On a recent trip to Denmark we embraced our inner child and visited one of the country’s top attractions, Legoland. After reading Helen Russell’s book, The Year of Living Danishly, we couldn’t resist the Legoland experience. Russell describes her year of adjusting to Danish culture when she accompanied her husband to Denmark, where he had a one-year assignment with Lego. We were intrigued and just had to check it out for ourselves.
Legoland is located in the small Danish city of Billund, which is essentially a company town centered around everything Lego.

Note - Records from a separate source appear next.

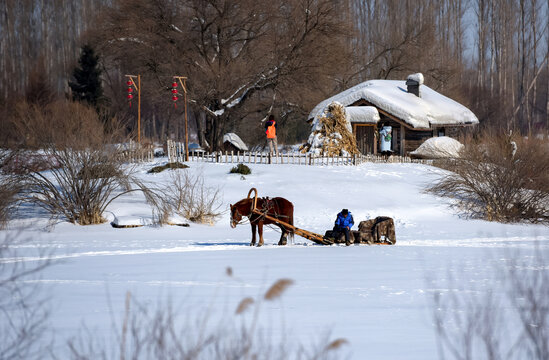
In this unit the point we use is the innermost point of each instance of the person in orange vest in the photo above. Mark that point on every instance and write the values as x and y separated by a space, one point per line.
270 130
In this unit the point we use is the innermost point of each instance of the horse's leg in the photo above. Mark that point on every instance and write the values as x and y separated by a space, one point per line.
260 231
253 234
283 240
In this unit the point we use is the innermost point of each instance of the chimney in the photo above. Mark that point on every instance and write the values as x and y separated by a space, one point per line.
413 82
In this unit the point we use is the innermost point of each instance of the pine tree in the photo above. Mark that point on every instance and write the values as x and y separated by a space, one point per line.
87 85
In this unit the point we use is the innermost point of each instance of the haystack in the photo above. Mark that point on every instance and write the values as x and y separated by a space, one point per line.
331 133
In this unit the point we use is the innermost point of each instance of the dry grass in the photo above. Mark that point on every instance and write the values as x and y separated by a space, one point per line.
23 306
278 288
244 305
337 138
161 333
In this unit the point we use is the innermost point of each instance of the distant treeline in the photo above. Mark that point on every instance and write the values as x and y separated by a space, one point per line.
247 59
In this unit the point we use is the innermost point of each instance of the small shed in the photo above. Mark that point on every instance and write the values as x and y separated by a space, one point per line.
232 142
414 111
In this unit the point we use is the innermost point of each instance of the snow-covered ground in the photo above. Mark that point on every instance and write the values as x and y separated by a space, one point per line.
376 297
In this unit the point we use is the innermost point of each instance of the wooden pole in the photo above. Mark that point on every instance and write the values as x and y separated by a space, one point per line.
138 88
183 82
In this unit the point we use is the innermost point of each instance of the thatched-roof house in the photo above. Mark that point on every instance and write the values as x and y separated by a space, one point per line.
414 111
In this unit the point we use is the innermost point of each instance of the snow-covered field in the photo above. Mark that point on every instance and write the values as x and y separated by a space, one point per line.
376 297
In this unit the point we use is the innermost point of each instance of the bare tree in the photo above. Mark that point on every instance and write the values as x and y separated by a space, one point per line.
243 59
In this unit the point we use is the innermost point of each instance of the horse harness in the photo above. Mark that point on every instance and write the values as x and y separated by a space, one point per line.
267 205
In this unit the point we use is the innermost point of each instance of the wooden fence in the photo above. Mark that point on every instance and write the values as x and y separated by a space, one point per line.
176 152
133 152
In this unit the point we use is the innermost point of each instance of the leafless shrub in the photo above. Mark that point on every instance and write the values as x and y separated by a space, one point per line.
87 173
10 189
61 123
509 319
497 182
23 308
84 183
190 197
161 333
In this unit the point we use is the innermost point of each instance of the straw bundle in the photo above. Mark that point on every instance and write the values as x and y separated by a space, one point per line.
332 134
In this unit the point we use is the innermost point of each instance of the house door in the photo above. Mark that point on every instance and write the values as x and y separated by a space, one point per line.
365 139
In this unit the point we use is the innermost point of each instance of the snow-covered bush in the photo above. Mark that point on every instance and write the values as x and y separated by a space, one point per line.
189 196
438 148
500 180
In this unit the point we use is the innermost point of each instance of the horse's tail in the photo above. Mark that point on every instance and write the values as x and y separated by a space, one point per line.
291 222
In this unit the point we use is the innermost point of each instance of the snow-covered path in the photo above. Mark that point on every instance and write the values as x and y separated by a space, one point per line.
374 296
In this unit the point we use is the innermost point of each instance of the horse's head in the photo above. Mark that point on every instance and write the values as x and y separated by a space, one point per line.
236 216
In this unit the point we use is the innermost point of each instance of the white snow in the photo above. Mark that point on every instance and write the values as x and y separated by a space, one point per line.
376 297
235 140
439 147
391 96
362 114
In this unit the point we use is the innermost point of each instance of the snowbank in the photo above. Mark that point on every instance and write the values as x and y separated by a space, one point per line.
438 147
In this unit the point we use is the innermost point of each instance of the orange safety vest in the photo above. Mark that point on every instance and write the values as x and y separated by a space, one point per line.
271 131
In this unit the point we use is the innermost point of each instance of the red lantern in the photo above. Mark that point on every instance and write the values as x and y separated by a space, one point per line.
174 93
130 90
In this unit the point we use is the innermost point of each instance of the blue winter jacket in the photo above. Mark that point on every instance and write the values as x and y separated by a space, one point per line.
342 221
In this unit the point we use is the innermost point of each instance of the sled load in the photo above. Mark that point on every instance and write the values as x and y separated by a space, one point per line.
378 231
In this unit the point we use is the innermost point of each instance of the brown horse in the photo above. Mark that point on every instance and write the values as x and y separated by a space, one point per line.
277 207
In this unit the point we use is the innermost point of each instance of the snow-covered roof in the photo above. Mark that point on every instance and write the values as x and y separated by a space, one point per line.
362 114
432 108
235 140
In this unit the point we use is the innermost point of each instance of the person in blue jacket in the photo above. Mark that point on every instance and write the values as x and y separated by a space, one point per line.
343 224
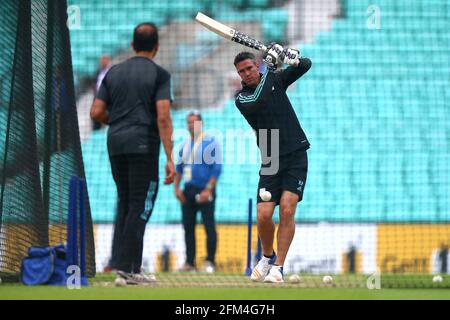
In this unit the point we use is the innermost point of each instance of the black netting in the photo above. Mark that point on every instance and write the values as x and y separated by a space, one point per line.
40 146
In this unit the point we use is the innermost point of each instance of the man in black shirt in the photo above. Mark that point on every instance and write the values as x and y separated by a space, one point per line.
134 100
266 107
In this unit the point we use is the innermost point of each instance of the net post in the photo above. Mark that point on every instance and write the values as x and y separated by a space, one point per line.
248 270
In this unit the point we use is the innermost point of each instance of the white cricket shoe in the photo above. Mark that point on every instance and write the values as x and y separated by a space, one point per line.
275 275
262 268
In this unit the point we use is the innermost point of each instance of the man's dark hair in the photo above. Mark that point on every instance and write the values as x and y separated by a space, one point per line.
244 56
145 37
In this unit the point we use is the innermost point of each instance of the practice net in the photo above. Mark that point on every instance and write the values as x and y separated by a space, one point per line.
374 106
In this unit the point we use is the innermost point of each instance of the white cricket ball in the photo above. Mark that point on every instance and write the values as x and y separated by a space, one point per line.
295 278
120 282
265 195
327 279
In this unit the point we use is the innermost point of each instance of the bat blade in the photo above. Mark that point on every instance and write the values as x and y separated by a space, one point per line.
215 26
229 33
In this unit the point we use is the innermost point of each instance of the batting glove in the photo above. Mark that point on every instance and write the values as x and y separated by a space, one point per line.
290 56
272 57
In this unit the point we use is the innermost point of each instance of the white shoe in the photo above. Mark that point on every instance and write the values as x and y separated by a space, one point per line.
275 275
144 278
136 278
262 268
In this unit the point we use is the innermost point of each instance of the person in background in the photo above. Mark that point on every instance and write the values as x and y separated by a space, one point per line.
200 166
105 65
134 100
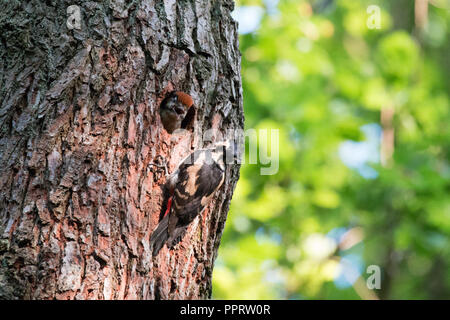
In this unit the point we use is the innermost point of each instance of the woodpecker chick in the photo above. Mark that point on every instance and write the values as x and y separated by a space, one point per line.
191 188
177 111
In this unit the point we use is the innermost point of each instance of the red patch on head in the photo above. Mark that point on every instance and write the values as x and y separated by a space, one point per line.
185 99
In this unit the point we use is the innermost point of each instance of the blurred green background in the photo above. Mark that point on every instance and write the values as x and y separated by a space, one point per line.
364 176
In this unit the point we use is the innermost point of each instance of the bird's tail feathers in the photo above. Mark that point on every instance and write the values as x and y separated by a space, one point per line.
160 235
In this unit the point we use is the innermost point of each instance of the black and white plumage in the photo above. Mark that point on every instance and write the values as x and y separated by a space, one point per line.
191 188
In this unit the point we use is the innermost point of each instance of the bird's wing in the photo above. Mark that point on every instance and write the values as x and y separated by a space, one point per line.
197 182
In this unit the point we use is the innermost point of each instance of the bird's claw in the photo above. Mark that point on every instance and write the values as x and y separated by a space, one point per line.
162 164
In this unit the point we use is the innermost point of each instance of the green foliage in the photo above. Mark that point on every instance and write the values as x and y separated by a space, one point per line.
320 76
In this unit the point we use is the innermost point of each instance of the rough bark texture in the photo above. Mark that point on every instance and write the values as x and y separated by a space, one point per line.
79 126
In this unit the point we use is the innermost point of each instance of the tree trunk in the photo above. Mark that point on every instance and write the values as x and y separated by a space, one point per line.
80 126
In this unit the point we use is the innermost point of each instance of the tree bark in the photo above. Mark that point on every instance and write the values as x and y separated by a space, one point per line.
80 126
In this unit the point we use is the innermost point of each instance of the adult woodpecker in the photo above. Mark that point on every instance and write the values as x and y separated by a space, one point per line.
191 187
177 111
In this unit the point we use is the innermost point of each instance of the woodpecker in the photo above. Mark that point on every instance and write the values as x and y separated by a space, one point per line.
177 111
190 188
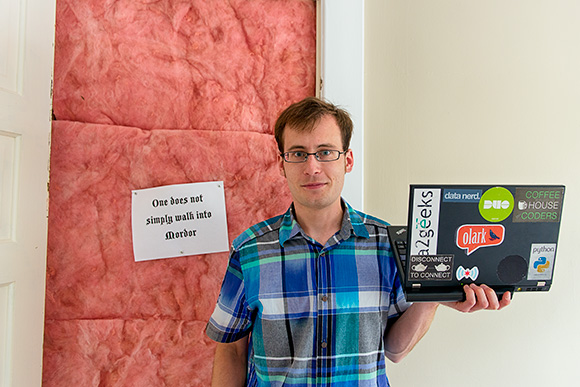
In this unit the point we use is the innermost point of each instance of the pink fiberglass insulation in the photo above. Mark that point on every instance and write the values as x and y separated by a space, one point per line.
146 94
210 65
91 271
111 321
127 353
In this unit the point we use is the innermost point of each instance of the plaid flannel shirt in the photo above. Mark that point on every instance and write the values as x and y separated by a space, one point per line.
317 314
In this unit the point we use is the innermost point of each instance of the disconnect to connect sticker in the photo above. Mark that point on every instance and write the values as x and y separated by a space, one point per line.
424 229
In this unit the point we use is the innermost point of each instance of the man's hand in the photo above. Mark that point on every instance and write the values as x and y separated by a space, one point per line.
478 297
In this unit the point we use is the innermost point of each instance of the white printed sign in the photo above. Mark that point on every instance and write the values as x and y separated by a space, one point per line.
178 220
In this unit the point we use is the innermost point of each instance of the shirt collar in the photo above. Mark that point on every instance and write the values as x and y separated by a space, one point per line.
352 223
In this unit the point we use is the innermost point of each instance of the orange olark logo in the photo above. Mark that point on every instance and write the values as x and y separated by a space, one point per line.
473 236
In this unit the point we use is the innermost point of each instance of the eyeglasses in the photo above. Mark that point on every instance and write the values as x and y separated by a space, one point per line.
324 156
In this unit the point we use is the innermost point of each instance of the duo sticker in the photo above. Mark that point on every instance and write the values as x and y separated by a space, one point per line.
496 204
471 237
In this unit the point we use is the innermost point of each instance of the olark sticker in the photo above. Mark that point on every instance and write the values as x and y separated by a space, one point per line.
473 236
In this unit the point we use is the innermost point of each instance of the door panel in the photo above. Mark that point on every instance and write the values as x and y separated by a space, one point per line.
26 62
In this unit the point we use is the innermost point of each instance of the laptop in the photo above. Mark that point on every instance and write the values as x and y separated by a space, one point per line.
503 236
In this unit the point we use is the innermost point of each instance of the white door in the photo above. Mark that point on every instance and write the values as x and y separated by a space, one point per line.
26 62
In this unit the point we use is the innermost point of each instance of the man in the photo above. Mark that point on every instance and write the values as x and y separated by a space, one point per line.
312 297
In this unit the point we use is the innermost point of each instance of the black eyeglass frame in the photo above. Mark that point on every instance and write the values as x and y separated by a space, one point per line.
315 154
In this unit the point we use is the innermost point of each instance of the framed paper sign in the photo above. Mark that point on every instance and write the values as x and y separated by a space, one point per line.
179 220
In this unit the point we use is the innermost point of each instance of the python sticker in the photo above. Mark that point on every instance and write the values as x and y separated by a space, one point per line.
496 204
541 263
473 236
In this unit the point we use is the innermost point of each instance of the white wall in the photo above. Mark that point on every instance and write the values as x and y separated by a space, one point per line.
489 92
340 64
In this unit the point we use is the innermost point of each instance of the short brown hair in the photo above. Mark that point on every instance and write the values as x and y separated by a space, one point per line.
304 115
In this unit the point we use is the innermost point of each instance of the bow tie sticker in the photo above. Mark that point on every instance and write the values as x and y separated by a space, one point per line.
462 273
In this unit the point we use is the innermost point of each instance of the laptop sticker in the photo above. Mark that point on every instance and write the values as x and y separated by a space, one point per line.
463 273
538 204
461 195
424 231
541 262
471 237
431 267
496 204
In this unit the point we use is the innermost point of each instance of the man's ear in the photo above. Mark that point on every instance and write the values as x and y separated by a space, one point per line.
348 161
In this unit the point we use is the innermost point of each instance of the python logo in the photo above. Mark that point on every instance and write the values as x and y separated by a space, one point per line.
541 264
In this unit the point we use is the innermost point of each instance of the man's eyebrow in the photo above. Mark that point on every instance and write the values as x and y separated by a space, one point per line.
320 146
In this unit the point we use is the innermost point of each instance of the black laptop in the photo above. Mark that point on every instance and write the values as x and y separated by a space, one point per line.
503 236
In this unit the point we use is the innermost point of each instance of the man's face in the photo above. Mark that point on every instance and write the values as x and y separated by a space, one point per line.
313 184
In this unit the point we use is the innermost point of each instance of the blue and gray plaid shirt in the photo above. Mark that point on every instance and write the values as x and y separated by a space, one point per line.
317 314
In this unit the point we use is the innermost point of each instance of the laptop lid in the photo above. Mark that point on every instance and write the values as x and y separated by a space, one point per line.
503 236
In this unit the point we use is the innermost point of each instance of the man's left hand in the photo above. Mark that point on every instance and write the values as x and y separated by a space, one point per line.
478 297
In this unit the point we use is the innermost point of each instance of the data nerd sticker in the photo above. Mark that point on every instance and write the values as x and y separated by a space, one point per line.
471 237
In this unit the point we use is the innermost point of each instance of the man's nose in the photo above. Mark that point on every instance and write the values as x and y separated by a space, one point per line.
312 165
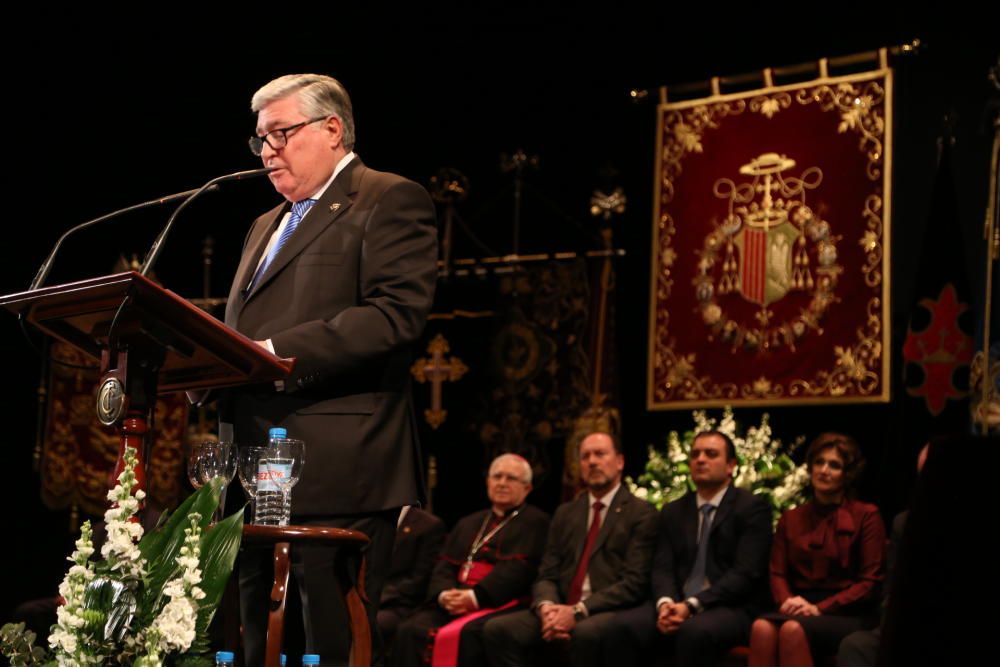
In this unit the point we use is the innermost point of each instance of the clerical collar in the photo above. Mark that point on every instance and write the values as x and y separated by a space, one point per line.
507 513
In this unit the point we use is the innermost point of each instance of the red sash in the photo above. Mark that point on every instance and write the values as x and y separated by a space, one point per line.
445 650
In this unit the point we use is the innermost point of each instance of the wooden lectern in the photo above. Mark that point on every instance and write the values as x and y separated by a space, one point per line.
151 341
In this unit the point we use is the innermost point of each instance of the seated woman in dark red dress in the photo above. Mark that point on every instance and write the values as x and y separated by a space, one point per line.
826 563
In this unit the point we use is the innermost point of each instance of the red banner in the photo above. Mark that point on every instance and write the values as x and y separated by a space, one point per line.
770 280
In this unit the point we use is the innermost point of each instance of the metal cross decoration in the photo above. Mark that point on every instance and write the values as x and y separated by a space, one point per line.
437 369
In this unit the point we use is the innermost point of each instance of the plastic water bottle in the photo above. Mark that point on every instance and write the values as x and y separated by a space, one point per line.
270 499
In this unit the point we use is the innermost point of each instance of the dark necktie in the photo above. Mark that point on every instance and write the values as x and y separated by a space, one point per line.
696 582
576 585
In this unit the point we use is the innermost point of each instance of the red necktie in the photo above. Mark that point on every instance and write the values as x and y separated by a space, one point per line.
576 585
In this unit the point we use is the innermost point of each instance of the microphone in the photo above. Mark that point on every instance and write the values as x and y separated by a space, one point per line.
154 251
46 267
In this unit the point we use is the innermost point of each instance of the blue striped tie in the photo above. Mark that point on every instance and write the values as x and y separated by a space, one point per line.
299 210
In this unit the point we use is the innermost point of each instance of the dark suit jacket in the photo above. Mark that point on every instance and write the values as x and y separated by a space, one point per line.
619 563
514 553
738 550
346 296
418 542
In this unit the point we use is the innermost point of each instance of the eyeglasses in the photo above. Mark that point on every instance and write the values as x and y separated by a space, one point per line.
502 476
278 137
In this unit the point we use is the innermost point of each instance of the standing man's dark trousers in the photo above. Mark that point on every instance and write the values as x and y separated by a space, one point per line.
515 640
700 641
314 570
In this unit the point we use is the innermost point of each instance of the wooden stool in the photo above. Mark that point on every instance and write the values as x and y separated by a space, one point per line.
353 587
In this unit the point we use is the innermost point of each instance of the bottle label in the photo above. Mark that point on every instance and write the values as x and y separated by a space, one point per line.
272 474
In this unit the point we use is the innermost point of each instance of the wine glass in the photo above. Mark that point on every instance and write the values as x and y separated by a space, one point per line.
217 460
194 465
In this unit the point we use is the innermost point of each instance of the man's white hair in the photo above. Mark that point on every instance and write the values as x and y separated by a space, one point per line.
319 96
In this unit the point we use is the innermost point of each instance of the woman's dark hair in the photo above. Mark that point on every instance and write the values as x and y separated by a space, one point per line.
847 447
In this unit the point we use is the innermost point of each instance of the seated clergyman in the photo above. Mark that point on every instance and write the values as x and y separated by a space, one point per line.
487 566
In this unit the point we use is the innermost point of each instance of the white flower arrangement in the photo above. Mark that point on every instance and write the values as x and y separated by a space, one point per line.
151 598
764 465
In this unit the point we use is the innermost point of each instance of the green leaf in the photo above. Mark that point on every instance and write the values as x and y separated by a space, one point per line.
161 547
219 546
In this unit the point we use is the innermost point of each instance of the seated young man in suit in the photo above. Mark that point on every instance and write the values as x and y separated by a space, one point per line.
709 569
596 561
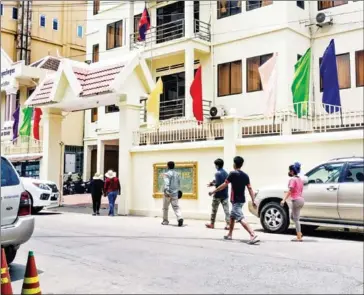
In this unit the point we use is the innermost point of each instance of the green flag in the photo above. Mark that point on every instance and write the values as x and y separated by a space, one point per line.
26 127
301 84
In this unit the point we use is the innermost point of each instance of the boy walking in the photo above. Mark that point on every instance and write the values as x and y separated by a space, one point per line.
239 181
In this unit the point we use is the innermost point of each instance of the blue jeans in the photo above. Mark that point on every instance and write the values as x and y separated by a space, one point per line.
112 198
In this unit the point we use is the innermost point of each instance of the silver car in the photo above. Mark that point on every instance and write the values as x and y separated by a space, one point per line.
333 193
17 224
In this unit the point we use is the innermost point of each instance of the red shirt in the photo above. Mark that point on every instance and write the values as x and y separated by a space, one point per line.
112 185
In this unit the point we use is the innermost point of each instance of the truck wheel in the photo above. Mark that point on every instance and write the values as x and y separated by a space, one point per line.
274 218
10 254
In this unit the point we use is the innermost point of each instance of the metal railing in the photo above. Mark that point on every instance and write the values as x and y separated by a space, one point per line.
179 130
22 145
168 32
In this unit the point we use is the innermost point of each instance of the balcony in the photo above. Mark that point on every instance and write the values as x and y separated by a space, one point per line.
21 146
168 32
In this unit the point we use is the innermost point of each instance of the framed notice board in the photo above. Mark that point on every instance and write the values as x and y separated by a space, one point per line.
188 176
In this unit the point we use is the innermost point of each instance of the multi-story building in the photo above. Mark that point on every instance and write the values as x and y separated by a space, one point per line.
230 40
35 36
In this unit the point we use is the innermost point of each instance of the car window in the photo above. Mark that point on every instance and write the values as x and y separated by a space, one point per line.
355 173
328 173
8 174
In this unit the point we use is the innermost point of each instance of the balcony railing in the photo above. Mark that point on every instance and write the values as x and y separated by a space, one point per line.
21 145
170 31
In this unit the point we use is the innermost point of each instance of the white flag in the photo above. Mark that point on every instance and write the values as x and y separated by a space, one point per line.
268 76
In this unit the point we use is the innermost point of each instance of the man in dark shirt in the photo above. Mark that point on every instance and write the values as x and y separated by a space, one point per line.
239 181
220 197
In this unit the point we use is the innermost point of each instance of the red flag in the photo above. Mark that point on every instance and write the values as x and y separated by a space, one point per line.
37 115
196 93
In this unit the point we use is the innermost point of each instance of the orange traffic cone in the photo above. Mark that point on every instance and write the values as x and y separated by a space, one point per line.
5 277
31 281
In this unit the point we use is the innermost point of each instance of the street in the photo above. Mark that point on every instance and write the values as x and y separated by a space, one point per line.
83 254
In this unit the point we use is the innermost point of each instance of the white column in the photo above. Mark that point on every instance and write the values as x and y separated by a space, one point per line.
52 161
129 122
189 19
100 156
189 76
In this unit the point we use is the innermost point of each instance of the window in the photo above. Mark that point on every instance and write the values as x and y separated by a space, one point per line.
95 53
230 78
114 37
343 71
328 4
15 13
111 109
55 24
355 173
94 115
359 68
328 173
228 8
252 71
80 31
42 21
96 6
251 5
301 4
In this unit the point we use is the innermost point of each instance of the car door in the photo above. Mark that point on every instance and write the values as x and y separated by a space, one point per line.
321 192
351 193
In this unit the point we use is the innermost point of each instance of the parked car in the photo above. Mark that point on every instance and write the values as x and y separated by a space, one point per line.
43 193
17 224
333 194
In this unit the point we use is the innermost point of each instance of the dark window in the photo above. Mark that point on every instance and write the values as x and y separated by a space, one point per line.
328 4
8 174
301 4
343 71
95 53
114 37
230 78
228 8
359 68
251 5
96 6
111 109
94 114
252 71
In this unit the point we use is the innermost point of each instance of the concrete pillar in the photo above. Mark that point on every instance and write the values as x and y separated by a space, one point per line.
189 19
52 161
189 76
129 122
100 156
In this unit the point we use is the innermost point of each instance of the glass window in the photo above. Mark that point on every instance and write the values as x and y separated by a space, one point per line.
328 173
8 174
228 8
359 68
251 5
343 71
355 173
230 78
252 71
42 21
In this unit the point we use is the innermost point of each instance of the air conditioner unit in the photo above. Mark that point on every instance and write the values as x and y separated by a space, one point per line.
323 18
217 112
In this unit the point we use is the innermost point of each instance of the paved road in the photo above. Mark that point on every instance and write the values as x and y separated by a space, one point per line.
83 254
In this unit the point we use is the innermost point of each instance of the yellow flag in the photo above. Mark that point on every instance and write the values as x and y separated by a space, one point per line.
153 101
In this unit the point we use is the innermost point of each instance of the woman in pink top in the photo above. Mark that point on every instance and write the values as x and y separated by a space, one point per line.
295 192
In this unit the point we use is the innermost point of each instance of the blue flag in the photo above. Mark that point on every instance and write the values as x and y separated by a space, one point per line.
330 81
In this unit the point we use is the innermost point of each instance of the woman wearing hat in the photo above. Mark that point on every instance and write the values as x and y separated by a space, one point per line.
96 187
111 189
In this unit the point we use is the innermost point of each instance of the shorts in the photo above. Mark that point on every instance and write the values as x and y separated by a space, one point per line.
237 212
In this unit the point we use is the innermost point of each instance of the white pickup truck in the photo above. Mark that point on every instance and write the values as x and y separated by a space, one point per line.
17 224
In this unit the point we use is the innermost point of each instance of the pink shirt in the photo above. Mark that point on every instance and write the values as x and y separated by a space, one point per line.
296 186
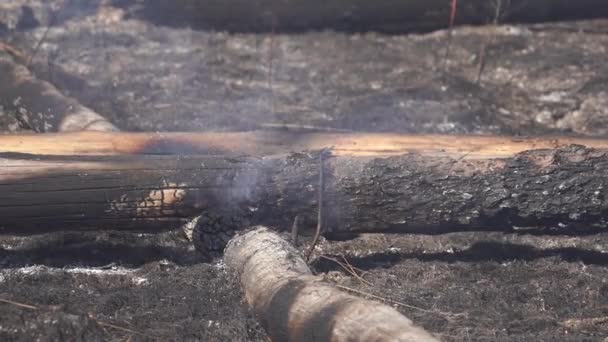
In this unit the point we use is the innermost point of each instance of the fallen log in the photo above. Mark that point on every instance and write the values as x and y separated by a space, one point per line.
39 105
261 143
369 187
358 15
294 305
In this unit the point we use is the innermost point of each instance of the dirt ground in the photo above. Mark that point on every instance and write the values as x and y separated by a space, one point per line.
143 76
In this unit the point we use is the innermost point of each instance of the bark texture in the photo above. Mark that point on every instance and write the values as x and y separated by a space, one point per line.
264 143
294 305
358 15
562 189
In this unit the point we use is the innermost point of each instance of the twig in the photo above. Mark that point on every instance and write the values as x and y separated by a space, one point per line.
450 34
294 231
117 327
90 316
303 128
348 268
270 56
584 322
447 314
484 48
315 239
21 305
17 54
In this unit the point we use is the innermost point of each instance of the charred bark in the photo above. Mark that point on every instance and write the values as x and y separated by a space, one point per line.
419 192
293 305
390 16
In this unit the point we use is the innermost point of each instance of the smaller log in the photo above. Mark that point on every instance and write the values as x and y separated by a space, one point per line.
40 105
294 305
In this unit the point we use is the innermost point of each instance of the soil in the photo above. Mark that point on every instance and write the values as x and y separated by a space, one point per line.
146 76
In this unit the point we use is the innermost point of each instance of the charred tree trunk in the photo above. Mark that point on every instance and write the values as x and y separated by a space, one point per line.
293 305
358 15
424 191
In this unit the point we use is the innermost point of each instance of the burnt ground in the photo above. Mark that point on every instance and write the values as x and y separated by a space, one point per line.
538 79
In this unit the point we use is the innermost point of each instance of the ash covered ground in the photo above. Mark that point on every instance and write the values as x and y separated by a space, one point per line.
143 76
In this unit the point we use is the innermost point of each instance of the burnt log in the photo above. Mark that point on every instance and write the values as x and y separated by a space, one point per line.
391 16
294 305
373 186
38 104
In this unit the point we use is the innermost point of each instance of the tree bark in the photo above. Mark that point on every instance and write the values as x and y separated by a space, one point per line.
263 143
39 105
424 191
391 16
294 305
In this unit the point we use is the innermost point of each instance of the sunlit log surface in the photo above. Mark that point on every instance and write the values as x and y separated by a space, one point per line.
294 305
374 183
260 143
357 15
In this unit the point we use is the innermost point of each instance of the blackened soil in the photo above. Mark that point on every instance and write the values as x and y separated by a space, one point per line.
538 79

Billund only has about 6,000 people but because of Lego, it boasts the country’s second largest airport, directly adjacent to the Lego head offices and Legoland.
After having visited Disney World a few weeks previously, we found that Legoland is everything Disney World is not. Each of the two parks is a reflection of the culture of which it is a part. Disney World is big, noisy and full of artificiality designed to excite and to extract money from its customers. Legoland is small, polite and its attractions are designed more to entertain than to exploit. It’s genuinely family-friendly atmosphere and cute Lego designs would very likely never be enough to keep American youngsters, or their parents, entertained. Where Disney World is exhausting, Legoland is uplifting. Disney World is high-tech, Legoland is lo-tech. At Disney World it seemed like people were on a hell-bent quest to get in line for the next adrenaline-producing attraction. At Legoland, people sort of meander from one place to another. After all, figures made of Legos just aren’t quite as exciting as Star Wars.
Where Disney World has Tomorrow Land, Frontier Land, etc. Legoland has Pirate Land, Mainland, Adventure Land, Polar Land, Ninjago World and, our favorite, Legoredo Town, where a Danish version of the American West is portrayed.
We have been to Amsterdam, Kennedy Space Center and Washington. Why did we bother? It’s all here at Legoland.